The view of the HIA is - as it was six months ago - that the damage being done to VHI has reached a level that the compensation payments have to be made. Even though this will have a negative affect on competition - by giving the VHI less incentive to compete with Bupa - it will achieve the wider goal of sustaining a market in which insurers must quote people the same rates regardless of age. This is the principle of community rating on which the Irish private health insurance market is built.

The Tánaiste, however, took the view last summer that it was more important - at this stage - to have vigorous competition in the health insurance market.

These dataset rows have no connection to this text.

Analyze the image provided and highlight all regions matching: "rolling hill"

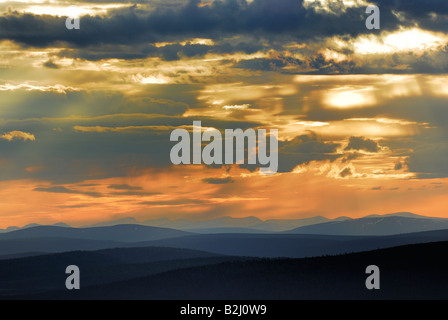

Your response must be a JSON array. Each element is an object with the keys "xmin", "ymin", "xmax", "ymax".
[
  {"xmin": 0, "ymin": 224, "xmax": 191, "ymax": 242},
  {"xmin": 7, "ymin": 242, "xmax": 448, "ymax": 301},
  {"xmin": 0, "ymin": 247, "xmax": 241, "ymax": 295}
]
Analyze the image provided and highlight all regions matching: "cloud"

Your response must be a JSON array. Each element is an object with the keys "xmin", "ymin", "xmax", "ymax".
[
  {"xmin": 108, "ymin": 184, "xmax": 143, "ymax": 191},
  {"xmin": 33, "ymin": 186, "xmax": 103, "ymax": 198},
  {"xmin": 0, "ymin": 131, "xmax": 36, "ymax": 141},
  {"xmin": 339, "ymin": 167, "xmax": 353, "ymax": 178},
  {"xmin": 278, "ymin": 132, "xmax": 343, "ymax": 172},
  {"xmin": 344, "ymin": 137, "xmax": 380, "ymax": 152}
]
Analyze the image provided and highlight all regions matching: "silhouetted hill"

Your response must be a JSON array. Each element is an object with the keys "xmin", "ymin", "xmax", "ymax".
[
  {"xmin": 0, "ymin": 238, "xmax": 125, "ymax": 259},
  {"xmin": 288, "ymin": 216, "xmax": 448, "ymax": 236},
  {"xmin": 11, "ymin": 242, "xmax": 448, "ymax": 300},
  {"xmin": 134, "ymin": 230, "xmax": 448, "ymax": 258},
  {"xmin": 0, "ymin": 224, "xmax": 191, "ymax": 242}
]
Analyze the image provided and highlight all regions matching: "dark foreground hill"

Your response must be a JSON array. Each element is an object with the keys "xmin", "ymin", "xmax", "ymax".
[
  {"xmin": 7, "ymin": 242, "xmax": 448, "ymax": 300},
  {"xmin": 0, "ymin": 247, "xmax": 242, "ymax": 296}
]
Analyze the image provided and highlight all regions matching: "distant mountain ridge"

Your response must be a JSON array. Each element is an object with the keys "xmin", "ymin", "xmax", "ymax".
[
  {"xmin": 287, "ymin": 215, "xmax": 448, "ymax": 236},
  {"xmin": 0, "ymin": 212, "xmax": 448, "ymax": 235}
]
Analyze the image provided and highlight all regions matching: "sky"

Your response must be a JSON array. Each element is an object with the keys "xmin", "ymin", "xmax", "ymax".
[{"xmin": 0, "ymin": 0, "xmax": 448, "ymax": 228}]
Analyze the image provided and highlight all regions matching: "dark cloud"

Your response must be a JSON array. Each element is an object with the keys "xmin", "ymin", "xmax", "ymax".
[
  {"xmin": 345, "ymin": 137, "xmax": 379, "ymax": 152},
  {"xmin": 341, "ymin": 152, "xmax": 362, "ymax": 163},
  {"xmin": 44, "ymin": 60, "xmax": 59, "ymax": 69},
  {"xmin": 202, "ymin": 177, "xmax": 234, "ymax": 184},
  {"xmin": 394, "ymin": 162, "xmax": 403, "ymax": 170},
  {"xmin": 339, "ymin": 167, "xmax": 353, "ymax": 178},
  {"xmin": 278, "ymin": 132, "xmax": 342, "ymax": 172},
  {"xmin": 0, "ymin": 0, "xmax": 399, "ymax": 47}
]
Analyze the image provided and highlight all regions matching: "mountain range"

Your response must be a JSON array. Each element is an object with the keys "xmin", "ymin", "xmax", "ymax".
[{"xmin": 0, "ymin": 212, "xmax": 448, "ymax": 235}]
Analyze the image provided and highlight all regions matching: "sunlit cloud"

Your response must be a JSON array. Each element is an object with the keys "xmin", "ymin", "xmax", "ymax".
[
  {"xmin": 354, "ymin": 28, "xmax": 448, "ymax": 54},
  {"xmin": 0, "ymin": 131, "xmax": 36, "ymax": 141}
]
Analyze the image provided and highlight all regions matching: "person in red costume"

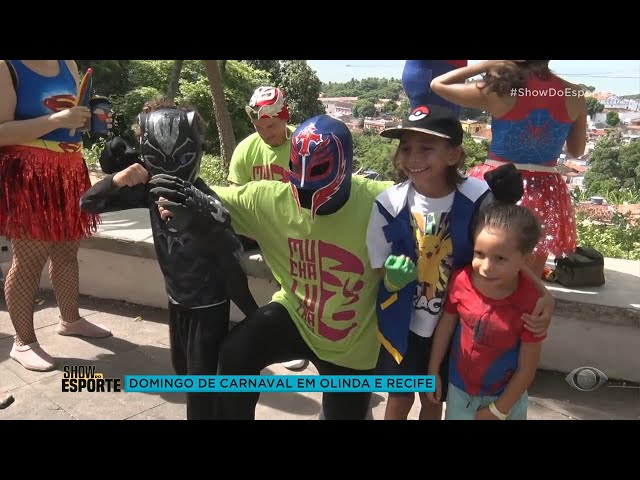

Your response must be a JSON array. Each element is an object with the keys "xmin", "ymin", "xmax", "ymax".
[
  {"xmin": 431, "ymin": 60, "xmax": 587, "ymax": 276},
  {"xmin": 0, "ymin": 60, "xmax": 111, "ymax": 371}
]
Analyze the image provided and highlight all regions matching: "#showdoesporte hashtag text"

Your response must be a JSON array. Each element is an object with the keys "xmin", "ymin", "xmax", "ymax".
[{"xmin": 511, "ymin": 87, "xmax": 585, "ymax": 97}]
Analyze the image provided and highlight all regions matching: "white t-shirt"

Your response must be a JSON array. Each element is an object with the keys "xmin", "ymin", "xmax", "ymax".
[{"xmin": 367, "ymin": 186, "xmax": 455, "ymax": 337}]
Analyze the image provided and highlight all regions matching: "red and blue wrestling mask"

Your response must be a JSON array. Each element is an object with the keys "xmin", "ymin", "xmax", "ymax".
[
  {"xmin": 289, "ymin": 115, "xmax": 353, "ymax": 219},
  {"xmin": 138, "ymin": 108, "xmax": 203, "ymax": 183}
]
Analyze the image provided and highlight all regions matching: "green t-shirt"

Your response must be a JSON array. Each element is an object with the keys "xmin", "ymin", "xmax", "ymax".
[
  {"xmin": 214, "ymin": 176, "xmax": 390, "ymax": 370},
  {"xmin": 227, "ymin": 125, "xmax": 294, "ymax": 185}
]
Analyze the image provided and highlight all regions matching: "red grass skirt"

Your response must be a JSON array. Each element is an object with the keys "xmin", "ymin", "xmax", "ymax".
[
  {"xmin": 0, "ymin": 145, "xmax": 100, "ymax": 242},
  {"xmin": 469, "ymin": 164, "xmax": 577, "ymax": 257}
]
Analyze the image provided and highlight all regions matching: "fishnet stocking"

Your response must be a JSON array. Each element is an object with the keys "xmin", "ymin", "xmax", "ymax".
[
  {"xmin": 4, "ymin": 240, "xmax": 48, "ymax": 345},
  {"xmin": 4, "ymin": 240, "xmax": 80, "ymax": 345},
  {"xmin": 49, "ymin": 241, "xmax": 80, "ymax": 323}
]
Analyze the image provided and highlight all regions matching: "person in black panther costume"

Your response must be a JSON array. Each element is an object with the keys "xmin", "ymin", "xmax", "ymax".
[{"xmin": 80, "ymin": 98, "xmax": 258, "ymax": 420}]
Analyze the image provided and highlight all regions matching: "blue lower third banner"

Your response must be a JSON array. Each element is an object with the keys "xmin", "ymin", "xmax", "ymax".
[{"xmin": 124, "ymin": 375, "xmax": 435, "ymax": 393}]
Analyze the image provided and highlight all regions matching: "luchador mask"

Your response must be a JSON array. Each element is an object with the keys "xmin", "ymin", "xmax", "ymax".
[
  {"xmin": 244, "ymin": 87, "xmax": 289, "ymax": 122},
  {"xmin": 138, "ymin": 108, "xmax": 203, "ymax": 183},
  {"xmin": 289, "ymin": 115, "xmax": 353, "ymax": 218}
]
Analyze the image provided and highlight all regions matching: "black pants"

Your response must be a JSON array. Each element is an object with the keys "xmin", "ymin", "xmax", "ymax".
[
  {"xmin": 169, "ymin": 302, "xmax": 230, "ymax": 420},
  {"xmin": 218, "ymin": 302, "xmax": 374, "ymax": 420}
]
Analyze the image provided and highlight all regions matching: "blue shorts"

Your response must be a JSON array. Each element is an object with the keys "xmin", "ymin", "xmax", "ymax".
[{"xmin": 444, "ymin": 383, "xmax": 529, "ymax": 420}]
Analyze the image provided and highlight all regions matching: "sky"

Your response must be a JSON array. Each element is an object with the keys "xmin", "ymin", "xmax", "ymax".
[{"xmin": 307, "ymin": 60, "xmax": 640, "ymax": 95}]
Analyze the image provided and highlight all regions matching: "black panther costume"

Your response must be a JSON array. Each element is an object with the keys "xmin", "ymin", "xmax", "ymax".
[{"xmin": 81, "ymin": 109, "xmax": 258, "ymax": 419}]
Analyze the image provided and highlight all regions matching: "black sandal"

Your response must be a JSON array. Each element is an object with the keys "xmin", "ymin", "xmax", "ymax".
[{"xmin": 0, "ymin": 393, "xmax": 15, "ymax": 410}]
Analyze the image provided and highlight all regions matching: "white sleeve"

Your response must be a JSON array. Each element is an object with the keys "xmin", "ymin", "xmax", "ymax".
[{"xmin": 367, "ymin": 203, "xmax": 391, "ymax": 269}]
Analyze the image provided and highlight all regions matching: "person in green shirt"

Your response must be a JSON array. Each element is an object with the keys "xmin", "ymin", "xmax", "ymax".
[
  {"xmin": 151, "ymin": 115, "xmax": 390, "ymax": 420},
  {"xmin": 227, "ymin": 87, "xmax": 307, "ymax": 371},
  {"xmin": 227, "ymin": 87, "xmax": 293, "ymax": 186}
]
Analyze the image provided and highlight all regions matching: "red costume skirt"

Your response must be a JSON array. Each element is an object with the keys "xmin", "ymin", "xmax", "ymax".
[
  {"xmin": 469, "ymin": 164, "xmax": 577, "ymax": 257},
  {"xmin": 0, "ymin": 145, "xmax": 99, "ymax": 242}
]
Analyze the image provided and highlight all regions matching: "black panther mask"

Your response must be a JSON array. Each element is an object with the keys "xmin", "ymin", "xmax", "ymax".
[{"xmin": 138, "ymin": 108, "xmax": 203, "ymax": 183}]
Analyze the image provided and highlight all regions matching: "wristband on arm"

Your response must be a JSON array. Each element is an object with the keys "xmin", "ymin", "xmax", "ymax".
[{"xmin": 489, "ymin": 402, "xmax": 509, "ymax": 420}]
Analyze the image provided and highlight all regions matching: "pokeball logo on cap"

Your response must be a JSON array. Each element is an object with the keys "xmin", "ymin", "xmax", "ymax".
[{"xmin": 409, "ymin": 106, "xmax": 429, "ymax": 122}]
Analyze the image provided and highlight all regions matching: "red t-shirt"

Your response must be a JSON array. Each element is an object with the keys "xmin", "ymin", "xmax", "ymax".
[{"xmin": 444, "ymin": 265, "xmax": 546, "ymax": 396}]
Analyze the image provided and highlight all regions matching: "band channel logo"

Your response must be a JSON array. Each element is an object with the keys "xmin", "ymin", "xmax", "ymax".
[{"xmin": 62, "ymin": 365, "xmax": 122, "ymax": 393}]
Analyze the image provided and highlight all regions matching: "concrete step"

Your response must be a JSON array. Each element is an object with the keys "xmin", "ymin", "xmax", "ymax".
[{"xmin": 0, "ymin": 210, "xmax": 640, "ymax": 382}]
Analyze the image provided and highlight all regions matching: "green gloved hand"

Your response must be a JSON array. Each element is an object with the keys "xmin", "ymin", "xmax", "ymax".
[{"xmin": 384, "ymin": 255, "xmax": 417, "ymax": 292}]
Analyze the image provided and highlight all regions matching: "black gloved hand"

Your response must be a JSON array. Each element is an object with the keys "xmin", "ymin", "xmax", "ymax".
[
  {"xmin": 100, "ymin": 137, "xmax": 139, "ymax": 174},
  {"xmin": 484, "ymin": 163, "xmax": 524, "ymax": 203},
  {"xmin": 149, "ymin": 174, "xmax": 231, "ymax": 231}
]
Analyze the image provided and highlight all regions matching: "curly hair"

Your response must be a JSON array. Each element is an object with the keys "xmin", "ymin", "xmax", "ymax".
[
  {"xmin": 472, "ymin": 201, "xmax": 542, "ymax": 255},
  {"xmin": 478, "ymin": 60, "xmax": 551, "ymax": 97}
]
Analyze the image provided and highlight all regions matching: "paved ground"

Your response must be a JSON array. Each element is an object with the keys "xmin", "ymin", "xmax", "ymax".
[{"xmin": 0, "ymin": 291, "xmax": 640, "ymax": 420}]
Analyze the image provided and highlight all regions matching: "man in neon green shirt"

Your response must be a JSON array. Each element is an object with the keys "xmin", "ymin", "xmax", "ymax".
[
  {"xmin": 227, "ymin": 87, "xmax": 307, "ymax": 371},
  {"xmin": 151, "ymin": 115, "xmax": 389, "ymax": 420},
  {"xmin": 227, "ymin": 87, "xmax": 293, "ymax": 185}
]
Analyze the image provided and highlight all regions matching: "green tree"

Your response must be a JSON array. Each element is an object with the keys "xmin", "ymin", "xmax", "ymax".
[
  {"xmin": 460, "ymin": 108, "xmax": 485, "ymax": 120},
  {"xmin": 353, "ymin": 130, "xmax": 398, "ymax": 180},
  {"xmin": 395, "ymin": 99, "xmax": 409, "ymax": 118},
  {"xmin": 578, "ymin": 83, "xmax": 596, "ymax": 92},
  {"xmin": 277, "ymin": 60, "xmax": 324, "ymax": 125},
  {"xmin": 353, "ymin": 100, "xmax": 376, "ymax": 117},
  {"xmin": 242, "ymin": 60, "xmax": 282, "ymax": 86},
  {"xmin": 584, "ymin": 138, "xmax": 640, "ymax": 198},
  {"xmin": 586, "ymin": 97, "xmax": 604, "ymax": 118},
  {"xmin": 167, "ymin": 60, "xmax": 184, "ymax": 100},
  {"xmin": 76, "ymin": 60, "xmax": 132, "ymax": 97},
  {"xmin": 462, "ymin": 132, "xmax": 489, "ymax": 169},
  {"xmin": 607, "ymin": 112, "xmax": 620, "ymax": 127},
  {"xmin": 382, "ymin": 101, "xmax": 398, "ymax": 114}
]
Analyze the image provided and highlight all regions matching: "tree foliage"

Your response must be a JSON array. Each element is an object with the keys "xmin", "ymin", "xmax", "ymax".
[
  {"xmin": 353, "ymin": 99, "xmax": 376, "ymax": 118},
  {"xmin": 462, "ymin": 132, "xmax": 489, "ymax": 169},
  {"xmin": 584, "ymin": 137, "xmax": 640, "ymax": 195},
  {"xmin": 322, "ymin": 78, "xmax": 402, "ymax": 101},
  {"xmin": 277, "ymin": 60, "xmax": 324, "ymax": 125},
  {"xmin": 607, "ymin": 112, "xmax": 620, "ymax": 127},
  {"xmin": 353, "ymin": 130, "xmax": 398, "ymax": 180},
  {"xmin": 586, "ymin": 97, "xmax": 604, "ymax": 118}
]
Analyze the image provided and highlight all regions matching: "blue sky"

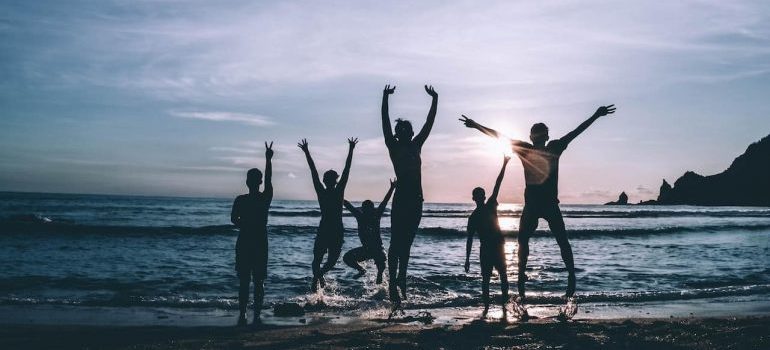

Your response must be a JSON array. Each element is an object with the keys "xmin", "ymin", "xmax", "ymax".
[{"xmin": 0, "ymin": 1, "xmax": 770, "ymax": 203}]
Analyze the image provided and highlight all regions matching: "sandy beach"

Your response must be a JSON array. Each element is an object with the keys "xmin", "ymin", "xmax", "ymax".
[{"xmin": 0, "ymin": 317, "xmax": 770, "ymax": 349}]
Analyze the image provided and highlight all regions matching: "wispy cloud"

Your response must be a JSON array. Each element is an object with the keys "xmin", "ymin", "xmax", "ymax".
[{"xmin": 169, "ymin": 111, "xmax": 275, "ymax": 126}]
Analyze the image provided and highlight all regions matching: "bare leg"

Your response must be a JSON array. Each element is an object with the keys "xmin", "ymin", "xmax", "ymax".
[
  {"xmin": 398, "ymin": 239, "xmax": 412, "ymax": 300},
  {"xmin": 342, "ymin": 247, "xmax": 366, "ymax": 274},
  {"xmin": 517, "ymin": 210, "xmax": 538, "ymax": 303},
  {"xmin": 310, "ymin": 249, "xmax": 326, "ymax": 292},
  {"xmin": 321, "ymin": 244, "xmax": 342, "ymax": 276},
  {"xmin": 238, "ymin": 271, "xmax": 251, "ymax": 325},
  {"xmin": 547, "ymin": 212, "xmax": 575, "ymax": 298},
  {"xmin": 497, "ymin": 244, "xmax": 508, "ymax": 304},
  {"xmin": 254, "ymin": 278, "xmax": 265, "ymax": 317},
  {"xmin": 374, "ymin": 248, "xmax": 387, "ymax": 284},
  {"xmin": 481, "ymin": 272, "xmax": 492, "ymax": 310},
  {"xmin": 388, "ymin": 246, "xmax": 401, "ymax": 304}
]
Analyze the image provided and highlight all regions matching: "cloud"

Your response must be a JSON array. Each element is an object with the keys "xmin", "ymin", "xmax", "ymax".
[{"xmin": 169, "ymin": 111, "xmax": 275, "ymax": 126}]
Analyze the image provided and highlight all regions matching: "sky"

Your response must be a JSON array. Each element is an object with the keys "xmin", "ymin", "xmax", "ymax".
[{"xmin": 0, "ymin": 0, "xmax": 770, "ymax": 203}]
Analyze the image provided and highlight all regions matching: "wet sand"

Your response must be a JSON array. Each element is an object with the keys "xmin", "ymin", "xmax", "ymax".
[{"xmin": 0, "ymin": 316, "xmax": 770, "ymax": 349}]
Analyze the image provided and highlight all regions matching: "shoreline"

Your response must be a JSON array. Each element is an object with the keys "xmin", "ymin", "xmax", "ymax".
[{"xmin": 0, "ymin": 316, "xmax": 770, "ymax": 349}]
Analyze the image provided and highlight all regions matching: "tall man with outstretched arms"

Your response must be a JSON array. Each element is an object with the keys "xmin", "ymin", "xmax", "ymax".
[
  {"xmin": 460, "ymin": 105, "xmax": 615, "ymax": 302},
  {"xmin": 230, "ymin": 142, "xmax": 273, "ymax": 325},
  {"xmin": 297, "ymin": 138, "xmax": 358, "ymax": 292},
  {"xmin": 382, "ymin": 85, "xmax": 438, "ymax": 307}
]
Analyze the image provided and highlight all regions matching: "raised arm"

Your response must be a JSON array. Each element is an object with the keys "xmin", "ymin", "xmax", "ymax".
[
  {"xmin": 230, "ymin": 197, "xmax": 241, "ymax": 228},
  {"xmin": 263, "ymin": 141, "xmax": 273, "ymax": 204},
  {"xmin": 337, "ymin": 137, "xmax": 358, "ymax": 190},
  {"xmin": 488, "ymin": 155, "xmax": 511, "ymax": 202},
  {"xmin": 377, "ymin": 180, "xmax": 396, "ymax": 216},
  {"xmin": 342, "ymin": 200, "xmax": 361, "ymax": 218},
  {"xmin": 414, "ymin": 85, "xmax": 438, "ymax": 145},
  {"xmin": 465, "ymin": 218, "xmax": 476, "ymax": 273},
  {"xmin": 382, "ymin": 85, "xmax": 396, "ymax": 148},
  {"xmin": 297, "ymin": 139, "xmax": 323, "ymax": 195},
  {"xmin": 559, "ymin": 105, "xmax": 615, "ymax": 147},
  {"xmin": 459, "ymin": 114, "xmax": 527, "ymax": 150}
]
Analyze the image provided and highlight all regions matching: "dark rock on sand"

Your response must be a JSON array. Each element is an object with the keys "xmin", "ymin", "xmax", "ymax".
[
  {"xmin": 640, "ymin": 135, "xmax": 770, "ymax": 206},
  {"xmin": 604, "ymin": 192, "xmax": 628, "ymax": 205}
]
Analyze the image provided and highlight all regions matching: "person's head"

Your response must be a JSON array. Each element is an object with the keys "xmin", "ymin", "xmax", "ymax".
[
  {"xmin": 361, "ymin": 199, "xmax": 374, "ymax": 215},
  {"xmin": 246, "ymin": 168, "xmax": 262, "ymax": 191},
  {"xmin": 395, "ymin": 119, "xmax": 414, "ymax": 142},
  {"xmin": 323, "ymin": 170, "xmax": 340, "ymax": 188},
  {"xmin": 473, "ymin": 187, "xmax": 487, "ymax": 205},
  {"xmin": 529, "ymin": 123, "xmax": 548, "ymax": 145}
]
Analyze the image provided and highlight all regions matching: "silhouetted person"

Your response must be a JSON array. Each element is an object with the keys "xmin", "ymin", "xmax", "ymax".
[
  {"xmin": 465, "ymin": 156, "xmax": 511, "ymax": 315},
  {"xmin": 342, "ymin": 180, "xmax": 396, "ymax": 283},
  {"xmin": 460, "ymin": 105, "xmax": 615, "ymax": 302},
  {"xmin": 382, "ymin": 85, "xmax": 438, "ymax": 307},
  {"xmin": 297, "ymin": 138, "xmax": 358, "ymax": 292},
  {"xmin": 230, "ymin": 142, "xmax": 273, "ymax": 325}
]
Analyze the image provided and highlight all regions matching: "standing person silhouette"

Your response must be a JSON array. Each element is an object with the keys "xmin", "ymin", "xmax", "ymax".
[
  {"xmin": 382, "ymin": 85, "xmax": 438, "ymax": 309},
  {"xmin": 230, "ymin": 142, "xmax": 273, "ymax": 325},
  {"xmin": 297, "ymin": 138, "xmax": 358, "ymax": 292},
  {"xmin": 342, "ymin": 180, "xmax": 396, "ymax": 284},
  {"xmin": 460, "ymin": 105, "xmax": 615, "ymax": 303},
  {"xmin": 465, "ymin": 156, "xmax": 511, "ymax": 315}
]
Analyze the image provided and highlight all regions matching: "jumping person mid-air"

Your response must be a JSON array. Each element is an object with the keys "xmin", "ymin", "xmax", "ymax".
[
  {"xmin": 297, "ymin": 138, "xmax": 358, "ymax": 292},
  {"xmin": 382, "ymin": 85, "xmax": 438, "ymax": 307},
  {"xmin": 465, "ymin": 156, "xmax": 511, "ymax": 315},
  {"xmin": 230, "ymin": 142, "xmax": 273, "ymax": 325},
  {"xmin": 342, "ymin": 180, "xmax": 396, "ymax": 283},
  {"xmin": 460, "ymin": 105, "xmax": 615, "ymax": 302}
]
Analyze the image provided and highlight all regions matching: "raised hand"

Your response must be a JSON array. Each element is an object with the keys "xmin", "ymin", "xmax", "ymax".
[
  {"xmin": 425, "ymin": 85, "xmax": 438, "ymax": 98},
  {"xmin": 594, "ymin": 104, "xmax": 615, "ymax": 117},
  {"xmin": 297, "ymin": 139, "xmax": 309, "ymax": 153},
  {"xmin": 265, "ymin": 141, "xmax": 273, "ymax": 159},
  {"xmin": 458, "ymin": 114, "xmax": 479, "ymax": 128}
]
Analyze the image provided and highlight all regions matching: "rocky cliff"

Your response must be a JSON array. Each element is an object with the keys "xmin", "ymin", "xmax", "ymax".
[{"xmin": 643, "ymin": 135, "xmax": 770, "ymax": 206}]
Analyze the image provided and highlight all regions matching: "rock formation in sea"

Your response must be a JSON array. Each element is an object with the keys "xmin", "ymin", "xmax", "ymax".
[
  {"xmin": 640, "ymin": 135, "xmax": 770, "ymax": 206},
  {"xmin": 604, "ymin": 192, "xmax": 628, "ymax": 205}
]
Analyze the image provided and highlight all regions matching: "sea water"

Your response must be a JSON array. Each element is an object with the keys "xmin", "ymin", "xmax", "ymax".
[{"xmin": 0, "ymin": 192, "xmax": 770, "ymax": 320}]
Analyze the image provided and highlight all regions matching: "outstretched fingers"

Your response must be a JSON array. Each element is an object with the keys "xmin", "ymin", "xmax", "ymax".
[
  {"xmin": 425, "ymin": 85, "xmax": 438, "ymax": 97},
  {"xmin": 297, "ymin": 139, "xmax": 307, "ymax": 151},
  {"xmin": 457, "ymin": 114, "xmax": 476, "ymax": 128}
]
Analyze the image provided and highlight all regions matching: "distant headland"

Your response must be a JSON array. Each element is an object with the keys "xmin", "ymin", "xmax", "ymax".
[{"xmin": 606, "ymin": 135, "xmax": 770, "ymax": 206}]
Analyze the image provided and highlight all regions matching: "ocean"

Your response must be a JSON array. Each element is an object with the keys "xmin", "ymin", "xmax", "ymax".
[{"xmin": 0, "ymin": 192, "xmax": 770, "ymax": 320}]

The fear being that introducing risk equalisation will drive out the other players and discourage new entrants, of which their are said to be a number waiting in the wings. Bupa has threatened to pull out of Ireland if risk equalisation goes ahead, although the Tánaiste is adamant that she was not swayed by their threats.

The reason that the Tánaiste puts such a premium on competition in the health insurance market is that private health insurance is vital to her plans to encourage private sector investment in the health sector. The thinking is that anyone considering building a private hospital or clinic whose patients will be relying on health insurance to pay the bills would prefer to see a couple of competing insurers rather than a system dominated by a state company that is propped up by transfers from the other players.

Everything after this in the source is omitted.